Injuries and Healers

September, 2016

It was my first year of college, and I was already off to a bad footing. Literally. The second day of class I twisted my ankle really bad at rugby practice and was unable to play. I couldn't join any of the frisbee or volleyball games that popped up every week. All the get-togethers gace me little joy because I couldn't goof around or do anything fun. All that was left to me was sitting and talking. Talking isn't that bad, but when it isn't tempered by running around and exercise, it becomes quite a chore. Anybody who knows me knows that I'm always moving around doing something or other, and that I can't stand to do nothing for too long a time. So you can see it was a little annoying for me to not be able to run around and do stuff, and I tried my best to get off my crutches as soon as possible. Well, I was too hasty. I'm always too hasty when it comes to this sort of thing. I switched to walking with a stick, my baculum as it was affectionately known as, but I did it too soon. My ankle had not healed, and walking with the stick made it worse. Finally, I realized the error of my ways and switched back to crutches for it to heal completely. This, unfortunately for me, was about a week and a half before finals week.

The seniors had a fund-raiser for their gift to the school that weekend, and they invited everybody out to the loft of this barn out in the countryside to watch a movie for five dollars a person. Most of the freshmen went out to show their support, I among them. I dawdled along behind most of the group, taking it slow on my crutches. When I entered the barn, a bright smile leapt across my face. I love barns. They're always so much fun to climb around in and explore, and this one had plenty of beams going every which way. I reached for the nearest one and hoisted myself up with my arms, one foot pushing against the wall to help up, the hurt one dangling and just hanging around for the ride. I proceeded in this way around the beams, and then I came to what seemed like a window. It was, in fact, and it opened out into the loft area, which I found out when it was opened and two seniors poked their heads out. "Look at this guy, climbing around up there. Yeah you know his leg is really hurt!" The first taunted. The second chimed in, "Boy, he's just acting for the attention all right!" "Haha, right before finals too. Trying to get some pity points from the professors, maybe edge your grade up a bit, eh?" They laughed together. My smile dropped. I was angry, more so than I'd been in for several months. If they only knew...  I wanted to spit in their faces, or worse. But I controlled myself and just climbed down. I didn't go towards the stairs, I didn't buy a ticket, I just left. I ran into someone from my class as I was hopping away on my crutches, and they asked me where I was going. I just needed to get something out of my truck I told them. I got in, shut the door, and sat there for five minutes, fuming. I was already missing out on most of the fun, and the little I could find for myself only got people to think I was pretending injury just for attention. Words have difficulty describing what I felt like that night. Finally, I just drove away, leaving everybody behind to enjoy themselves, all too quickly going from righteous anger to bitterness. And not just at the two seniors, but at all of life. Nobody would even notice I was gone I told myself, and it doesn't matter, nothing matters.

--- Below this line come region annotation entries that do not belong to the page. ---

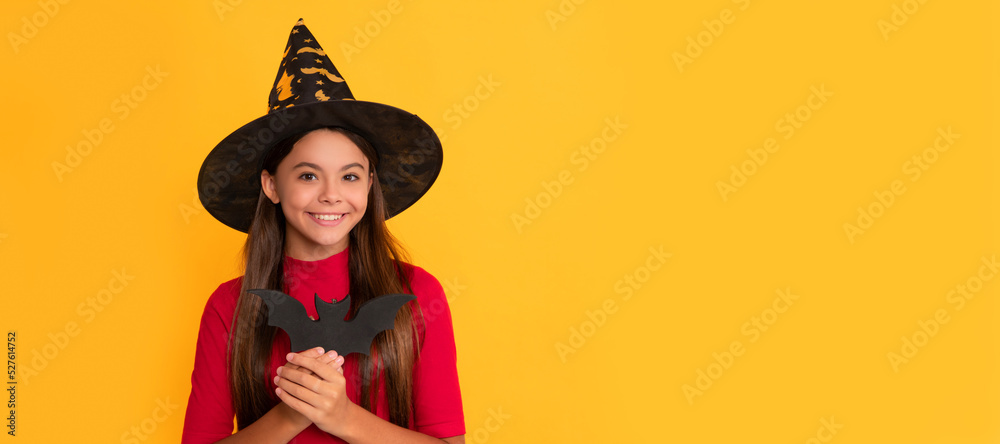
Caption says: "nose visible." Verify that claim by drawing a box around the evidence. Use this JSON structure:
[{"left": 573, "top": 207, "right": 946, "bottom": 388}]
[{"left": 319, "top": 180, "right": 341, "bottom": 204}]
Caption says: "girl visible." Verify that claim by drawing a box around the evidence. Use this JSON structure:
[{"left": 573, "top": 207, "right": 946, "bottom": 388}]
[{"left": 183, "top": 19, "right": 465, "bottom": 443}]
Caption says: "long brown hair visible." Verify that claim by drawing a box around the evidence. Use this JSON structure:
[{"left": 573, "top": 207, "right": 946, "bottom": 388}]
[{"left": 228, "top": 127, "right": 417, "bottom": 430}]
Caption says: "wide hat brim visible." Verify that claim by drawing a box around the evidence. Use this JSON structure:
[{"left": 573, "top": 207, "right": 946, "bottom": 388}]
[{"left": 198, "top": 100, "right": 443, "bottom": 232}]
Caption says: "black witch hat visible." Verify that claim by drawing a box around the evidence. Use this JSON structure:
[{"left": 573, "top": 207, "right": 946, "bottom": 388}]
[{"left": 198, "top": 19, "right": 442, "bottom": 232}]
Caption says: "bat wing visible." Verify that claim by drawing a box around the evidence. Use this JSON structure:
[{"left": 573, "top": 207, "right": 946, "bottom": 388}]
[
  {"left": 247, "top": 289, "right": 321, "bottom": 352},
  {"left": 320, "top": 294, "right": 416, "bottom": 356}
]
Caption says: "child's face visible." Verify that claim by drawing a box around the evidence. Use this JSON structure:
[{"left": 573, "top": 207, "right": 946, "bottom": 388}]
[{"left": 261, "top": 129, "right": 372, "bottom": 260}]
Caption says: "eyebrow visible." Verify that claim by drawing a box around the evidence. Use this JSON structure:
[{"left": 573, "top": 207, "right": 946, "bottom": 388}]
[{"left": 292, "top": 162, "right": 365, "bottom": 171}]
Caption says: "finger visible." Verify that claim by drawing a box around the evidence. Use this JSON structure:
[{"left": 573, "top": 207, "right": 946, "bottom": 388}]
[
  {"left": 286, "top": 353, "right": 341, "bottom": 381},
  {"left": 274, "top": 387, "right": 316, "bottom": 420},
  {"left": 274, "top": 371, "right": 325, "bottom": 407},
  {"left": 284, "top": 347, "right": 326, "bottom": 373}
]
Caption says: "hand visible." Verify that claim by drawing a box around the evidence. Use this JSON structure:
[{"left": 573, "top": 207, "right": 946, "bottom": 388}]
[
  {"left": 274, "top": 349, "right": 354, "bottom": 435},
  {"left": 275, "top": 347, "right": 344, "bottom": 378},
  {"left": 274, "top": 347, "right": 344, "bottom": 431}
]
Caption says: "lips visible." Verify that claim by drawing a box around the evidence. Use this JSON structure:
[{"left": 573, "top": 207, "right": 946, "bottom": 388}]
[{"left": 309, "top": 213, "right": 344, "bottom": 221}]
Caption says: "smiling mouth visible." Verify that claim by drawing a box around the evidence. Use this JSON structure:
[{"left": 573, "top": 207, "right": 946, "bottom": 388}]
[{"left": 309, "top": 213, "right": 344, "bottom": 220}]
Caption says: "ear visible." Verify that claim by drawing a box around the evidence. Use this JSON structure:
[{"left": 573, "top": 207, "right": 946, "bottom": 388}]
[{"left": 260, "top": 170, "right": 280, "bottom": 204}]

But then, my phone rang. Who would call me at this time of night? It was Luke. He wanted to know if I had left since he knew I was there but didn't see me. I told him, shortly because I was still angry, that I had indeed left. He must have sensed something was up, because he asked why I'd left, to which I replied that I'd tell him tomorrow and to go ahead and enjoy the movie. He said a couple other words of encouragement, then we hung up. It wasn't a very long conversation, but it was influential. It changed the course of that night, spurring me out of my self-pity and bitterness, inviting me to re-evaluate the situation, and maybe even slow down to at least ten over the speed limit. The next day we talked about the night before and he really put things in perspective, sympathized with my situation, and encouraged me on for the road ahead. He was there for me when I didn't ask for his help, but that was precisely when I needed it the most. We all want friends like this. So ask yourself: are you that friend? Do you keep an eye out for things that are off-kilter in others' lives? Do you give encouragement and exhortations? Are you that friend who will do everything for his brother or sister? Sometimes you'll never know if what you've done was any help. Sometimes there isn't much glory in it, not much praise, and it's never center-stage. But sometimes it's all that matters. What else is there for me to say? Do it. Be the friend. Love isn't a feeling, it's an action. So show it.